For every real debt identified using this process the authors attempt to fit four different types of regression model: linear, logarithmic, exponential, and polynomial.

  In a linear model, the penalties of a debt increase at a stable rate in each version. In a logarithmic model, the penalties of a debt increase more slowly over time (e.g., when developers refactor a group of files, they become easier change, so the interest rate decreases over time). In an exponential model, the penalties of a debt increase at ever-faster rates over time (e.g., the structure of a tangled group of files worsens, often in the early stages of a project, before anyone worries about TD). In a polynomial model, the penalties of a debt fluctuate over the releases.

When choosing the best fitting model, priority is given to the linear, logarithmic and exponential models which represent stable, decreasing, and increasing penalty interest rates respectively.

Architectural debt and its evolution

We use HBase as an example to illustrate our observations. Figure 8 (above) shows the percentage of maintenance effort associated with the files in FileSets of all identified ArchDebts in HBase. The x-axis is the number (from 1 to 28) of identified architectural debts. The y-axis is the accumulated percentage of maintenance effort associated with the top x ArchDebts. Each line represents the percentage of each type of debt. This figure depicts, from bottom to top, you can see: Hub, Anchor-Submissive, Anchor-Dominant, and Modularity Violation debts respectively. The line on the top is the total percentage of the 4 types of debts. The values of the top line are not simply the sum of the values of the 4 types because different types of debts may share some files.

Key findings:

  1. Architectural debts consume a significant percentage (85%) of the total project maintenance effort.
  2. The top few architectural debts consume a large percentage of maintenance effort. The top 5 modularity violation debts alone consume 61% of total effort.
  3. Modularity Violation debt is the most common and expensive debt – combined it accounts for 82% of the total effort in HBase. “We made consistent observations from all 7 projects, as summarized in Table 2 [below].”
  4. The top 5 architectural debts contain only a small number of files, but consume a large amount of the total project effort.. For all projects, the top 5 architectural debts contain from only 11% to 32% of the error-prone files, but consume 27% to 49% of the total effort.
  5. About half of all architectural debts accumulate interest at a constant rate. Only a small portion of debts accumulate interest at a faster (less than 7% in exponential) or slower (less than 22% in logarithmic) rate.

The authors present a worked example of the growth of a technical debt in Apache Camel. This is a Hub debt anchored in the file ProcessorDef.  In release 2.0.0 this Hub had 10 member files and HCP probabilities between 50% to 100%.

  The dependents of ProcessorDef are highly coupled with each other. This is problematic in 3 ways: 1) the parent class ProcessorDef depends on each subclass and each dependent class (unhealthy inheritance [21]); 2) the parent class is unstable and often changes with its subclasses and dependent classes (unstable interface [21]). 3) RouteContext forms cyclic dependencies with 9 files (cycles). Without fixing these flaws, we expect the maintenance costs of this group to grow.

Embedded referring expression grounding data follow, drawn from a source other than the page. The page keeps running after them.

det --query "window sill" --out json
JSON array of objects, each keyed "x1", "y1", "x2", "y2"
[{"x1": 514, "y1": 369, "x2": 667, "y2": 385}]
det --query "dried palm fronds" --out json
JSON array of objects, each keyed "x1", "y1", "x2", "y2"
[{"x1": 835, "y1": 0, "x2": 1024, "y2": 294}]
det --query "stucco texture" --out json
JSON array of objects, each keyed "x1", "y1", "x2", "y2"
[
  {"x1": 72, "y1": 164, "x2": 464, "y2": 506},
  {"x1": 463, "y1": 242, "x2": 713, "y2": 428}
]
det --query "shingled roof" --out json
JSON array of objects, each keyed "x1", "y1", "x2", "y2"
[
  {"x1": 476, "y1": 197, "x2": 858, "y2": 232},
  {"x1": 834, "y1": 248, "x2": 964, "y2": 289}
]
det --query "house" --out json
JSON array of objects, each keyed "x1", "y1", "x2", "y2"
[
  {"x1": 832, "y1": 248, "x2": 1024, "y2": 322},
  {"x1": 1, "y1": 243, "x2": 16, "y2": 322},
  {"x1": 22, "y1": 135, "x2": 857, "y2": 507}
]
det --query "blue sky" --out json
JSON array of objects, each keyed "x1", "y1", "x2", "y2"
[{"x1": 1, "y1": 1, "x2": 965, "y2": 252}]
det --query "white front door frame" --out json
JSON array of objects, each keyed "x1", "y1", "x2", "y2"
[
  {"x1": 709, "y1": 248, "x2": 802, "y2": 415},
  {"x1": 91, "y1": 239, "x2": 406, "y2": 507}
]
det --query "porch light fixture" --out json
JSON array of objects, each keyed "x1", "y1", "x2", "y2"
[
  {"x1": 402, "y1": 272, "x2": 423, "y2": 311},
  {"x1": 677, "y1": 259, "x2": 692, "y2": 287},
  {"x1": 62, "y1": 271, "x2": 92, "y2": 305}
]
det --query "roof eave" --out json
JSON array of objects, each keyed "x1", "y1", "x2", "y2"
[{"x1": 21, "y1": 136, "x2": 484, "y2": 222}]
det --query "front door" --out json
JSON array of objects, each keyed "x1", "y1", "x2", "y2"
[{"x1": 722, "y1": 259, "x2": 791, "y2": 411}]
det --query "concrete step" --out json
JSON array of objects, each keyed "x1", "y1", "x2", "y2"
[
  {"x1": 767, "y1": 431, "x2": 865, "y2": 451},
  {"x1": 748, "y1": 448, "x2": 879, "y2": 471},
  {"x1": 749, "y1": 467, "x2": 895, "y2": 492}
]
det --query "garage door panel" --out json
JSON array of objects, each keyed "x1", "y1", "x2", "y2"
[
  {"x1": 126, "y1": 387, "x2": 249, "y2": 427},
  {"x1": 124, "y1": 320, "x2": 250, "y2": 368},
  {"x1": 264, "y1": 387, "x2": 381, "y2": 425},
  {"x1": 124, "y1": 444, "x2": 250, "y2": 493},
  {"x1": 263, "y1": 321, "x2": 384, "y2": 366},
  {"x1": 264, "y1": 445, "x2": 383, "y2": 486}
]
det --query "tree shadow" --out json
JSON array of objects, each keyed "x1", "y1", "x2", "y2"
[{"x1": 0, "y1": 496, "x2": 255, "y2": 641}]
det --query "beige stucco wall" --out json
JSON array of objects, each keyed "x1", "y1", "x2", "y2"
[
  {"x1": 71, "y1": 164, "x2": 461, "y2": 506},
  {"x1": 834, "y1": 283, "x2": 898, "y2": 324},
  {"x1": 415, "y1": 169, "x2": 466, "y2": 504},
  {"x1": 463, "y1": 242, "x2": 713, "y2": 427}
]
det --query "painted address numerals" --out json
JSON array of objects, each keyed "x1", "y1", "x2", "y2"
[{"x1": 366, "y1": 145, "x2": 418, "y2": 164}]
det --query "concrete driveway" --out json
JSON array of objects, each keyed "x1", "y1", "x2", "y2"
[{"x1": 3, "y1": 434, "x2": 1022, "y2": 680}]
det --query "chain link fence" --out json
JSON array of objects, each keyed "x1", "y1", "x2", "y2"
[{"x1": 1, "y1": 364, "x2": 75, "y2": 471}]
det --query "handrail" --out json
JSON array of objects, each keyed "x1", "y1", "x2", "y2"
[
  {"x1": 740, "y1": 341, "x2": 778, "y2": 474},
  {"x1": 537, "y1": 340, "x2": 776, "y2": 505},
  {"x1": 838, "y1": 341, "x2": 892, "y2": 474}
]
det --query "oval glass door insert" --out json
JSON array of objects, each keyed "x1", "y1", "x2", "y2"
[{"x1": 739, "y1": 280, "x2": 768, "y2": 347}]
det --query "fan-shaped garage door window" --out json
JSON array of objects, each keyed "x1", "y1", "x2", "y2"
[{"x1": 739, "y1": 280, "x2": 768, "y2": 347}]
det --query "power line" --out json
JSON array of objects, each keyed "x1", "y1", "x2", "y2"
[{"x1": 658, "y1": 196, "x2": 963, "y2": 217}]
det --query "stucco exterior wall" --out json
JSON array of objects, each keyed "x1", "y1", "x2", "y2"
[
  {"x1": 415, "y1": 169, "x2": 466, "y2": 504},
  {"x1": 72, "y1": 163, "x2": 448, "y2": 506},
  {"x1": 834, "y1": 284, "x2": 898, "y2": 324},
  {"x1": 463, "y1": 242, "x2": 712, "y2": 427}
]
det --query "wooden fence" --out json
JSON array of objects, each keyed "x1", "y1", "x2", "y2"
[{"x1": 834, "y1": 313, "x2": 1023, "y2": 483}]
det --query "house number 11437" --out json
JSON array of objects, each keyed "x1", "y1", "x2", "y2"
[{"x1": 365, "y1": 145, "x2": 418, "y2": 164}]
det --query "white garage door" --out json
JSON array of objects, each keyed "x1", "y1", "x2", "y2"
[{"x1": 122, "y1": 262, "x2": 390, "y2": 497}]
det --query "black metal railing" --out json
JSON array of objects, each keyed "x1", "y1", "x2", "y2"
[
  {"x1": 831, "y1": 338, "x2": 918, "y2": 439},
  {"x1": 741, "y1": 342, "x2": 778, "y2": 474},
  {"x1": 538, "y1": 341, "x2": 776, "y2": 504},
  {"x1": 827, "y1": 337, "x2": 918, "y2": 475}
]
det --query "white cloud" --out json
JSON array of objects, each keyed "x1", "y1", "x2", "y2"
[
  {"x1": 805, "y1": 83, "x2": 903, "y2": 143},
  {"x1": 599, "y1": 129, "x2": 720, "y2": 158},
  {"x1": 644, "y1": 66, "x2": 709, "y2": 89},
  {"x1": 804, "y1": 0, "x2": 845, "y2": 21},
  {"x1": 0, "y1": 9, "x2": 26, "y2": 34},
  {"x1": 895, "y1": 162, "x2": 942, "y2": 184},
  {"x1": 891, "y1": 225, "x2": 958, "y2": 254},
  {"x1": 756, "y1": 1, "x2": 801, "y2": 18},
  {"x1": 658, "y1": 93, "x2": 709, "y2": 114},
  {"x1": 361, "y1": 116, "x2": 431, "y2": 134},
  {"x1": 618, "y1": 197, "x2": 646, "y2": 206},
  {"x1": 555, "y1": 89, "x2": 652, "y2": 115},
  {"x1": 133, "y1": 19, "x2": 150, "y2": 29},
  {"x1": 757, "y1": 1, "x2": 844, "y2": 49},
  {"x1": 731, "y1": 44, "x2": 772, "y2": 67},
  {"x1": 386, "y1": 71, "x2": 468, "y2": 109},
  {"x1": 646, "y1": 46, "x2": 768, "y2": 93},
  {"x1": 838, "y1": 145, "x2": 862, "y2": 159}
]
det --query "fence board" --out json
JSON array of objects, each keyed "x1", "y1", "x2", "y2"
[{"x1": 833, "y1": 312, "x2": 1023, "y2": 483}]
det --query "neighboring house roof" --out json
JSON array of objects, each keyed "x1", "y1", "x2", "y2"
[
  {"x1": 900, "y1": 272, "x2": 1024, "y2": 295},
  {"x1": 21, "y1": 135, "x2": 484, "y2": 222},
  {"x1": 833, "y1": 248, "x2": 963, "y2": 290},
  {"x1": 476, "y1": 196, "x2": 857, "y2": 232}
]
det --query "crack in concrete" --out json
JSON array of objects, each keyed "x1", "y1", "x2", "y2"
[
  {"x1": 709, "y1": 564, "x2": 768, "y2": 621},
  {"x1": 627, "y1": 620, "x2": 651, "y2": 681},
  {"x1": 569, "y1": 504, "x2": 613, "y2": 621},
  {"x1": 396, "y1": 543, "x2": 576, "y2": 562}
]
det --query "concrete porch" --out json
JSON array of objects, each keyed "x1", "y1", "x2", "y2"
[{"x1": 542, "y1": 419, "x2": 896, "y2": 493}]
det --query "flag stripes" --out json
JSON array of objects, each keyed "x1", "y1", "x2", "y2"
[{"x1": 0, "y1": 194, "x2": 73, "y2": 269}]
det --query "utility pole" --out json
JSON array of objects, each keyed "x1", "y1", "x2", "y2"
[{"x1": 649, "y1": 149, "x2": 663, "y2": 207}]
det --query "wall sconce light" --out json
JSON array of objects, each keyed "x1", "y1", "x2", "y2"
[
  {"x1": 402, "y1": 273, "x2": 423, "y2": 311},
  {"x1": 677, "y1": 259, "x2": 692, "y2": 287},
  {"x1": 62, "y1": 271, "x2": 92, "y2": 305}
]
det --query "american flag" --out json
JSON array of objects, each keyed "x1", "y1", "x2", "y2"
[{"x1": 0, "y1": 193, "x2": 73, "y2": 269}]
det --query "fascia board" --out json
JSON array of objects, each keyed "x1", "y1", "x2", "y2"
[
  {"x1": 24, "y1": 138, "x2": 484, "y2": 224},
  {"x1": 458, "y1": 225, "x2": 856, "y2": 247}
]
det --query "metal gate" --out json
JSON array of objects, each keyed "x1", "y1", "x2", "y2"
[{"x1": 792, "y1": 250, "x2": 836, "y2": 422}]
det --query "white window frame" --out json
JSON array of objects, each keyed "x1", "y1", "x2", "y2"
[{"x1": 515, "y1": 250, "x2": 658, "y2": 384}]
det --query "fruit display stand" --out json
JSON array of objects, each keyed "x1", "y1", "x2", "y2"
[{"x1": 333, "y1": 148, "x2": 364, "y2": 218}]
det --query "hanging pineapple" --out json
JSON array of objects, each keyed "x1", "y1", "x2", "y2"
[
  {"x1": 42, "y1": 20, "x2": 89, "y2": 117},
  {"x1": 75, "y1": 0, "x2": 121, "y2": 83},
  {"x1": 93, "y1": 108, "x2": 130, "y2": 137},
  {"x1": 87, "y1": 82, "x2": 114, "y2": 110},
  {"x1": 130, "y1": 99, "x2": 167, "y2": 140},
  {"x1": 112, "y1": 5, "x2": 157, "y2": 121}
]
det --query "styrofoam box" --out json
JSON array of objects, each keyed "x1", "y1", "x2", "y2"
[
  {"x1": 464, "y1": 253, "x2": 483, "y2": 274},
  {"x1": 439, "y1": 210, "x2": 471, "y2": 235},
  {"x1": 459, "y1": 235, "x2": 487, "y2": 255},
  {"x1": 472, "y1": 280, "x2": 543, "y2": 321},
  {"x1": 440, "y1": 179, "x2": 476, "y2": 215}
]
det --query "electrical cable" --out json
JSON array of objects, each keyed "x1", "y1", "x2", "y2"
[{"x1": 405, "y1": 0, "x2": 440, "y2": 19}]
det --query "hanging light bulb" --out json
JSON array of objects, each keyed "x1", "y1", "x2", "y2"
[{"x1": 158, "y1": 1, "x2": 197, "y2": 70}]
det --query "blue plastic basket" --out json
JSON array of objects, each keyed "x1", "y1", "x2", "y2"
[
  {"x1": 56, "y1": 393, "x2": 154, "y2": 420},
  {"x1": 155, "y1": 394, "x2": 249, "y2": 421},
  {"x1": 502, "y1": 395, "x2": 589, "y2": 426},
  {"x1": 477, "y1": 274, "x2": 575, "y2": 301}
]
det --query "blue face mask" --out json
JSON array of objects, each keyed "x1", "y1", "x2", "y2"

By release 2.2.0 the hub has enlarged with 3 more subclasses and 6 more general dependencies. In the following releases, the hub grows larger still – by release 2.12.4 it has 9 subclasses and 18 general dependents. “In addition, 6 of the 18 general dependents of ProcessorDef also become its grandchildren. The inheritance tree has increased in width and depth.” The maintenance costs fit a linear regression model, and in every release, developers contribute on average 159 more lines of code to fix errors in this hub.

Although this model can only be obtained after the costs and penalty have been accumulated, one could use our approach to detect architecture flaw patterns at any point (as described in Hotspots), monitor how file groups grow, monitor the formation of debts, and prevent significant costs by investing in proper refactorings.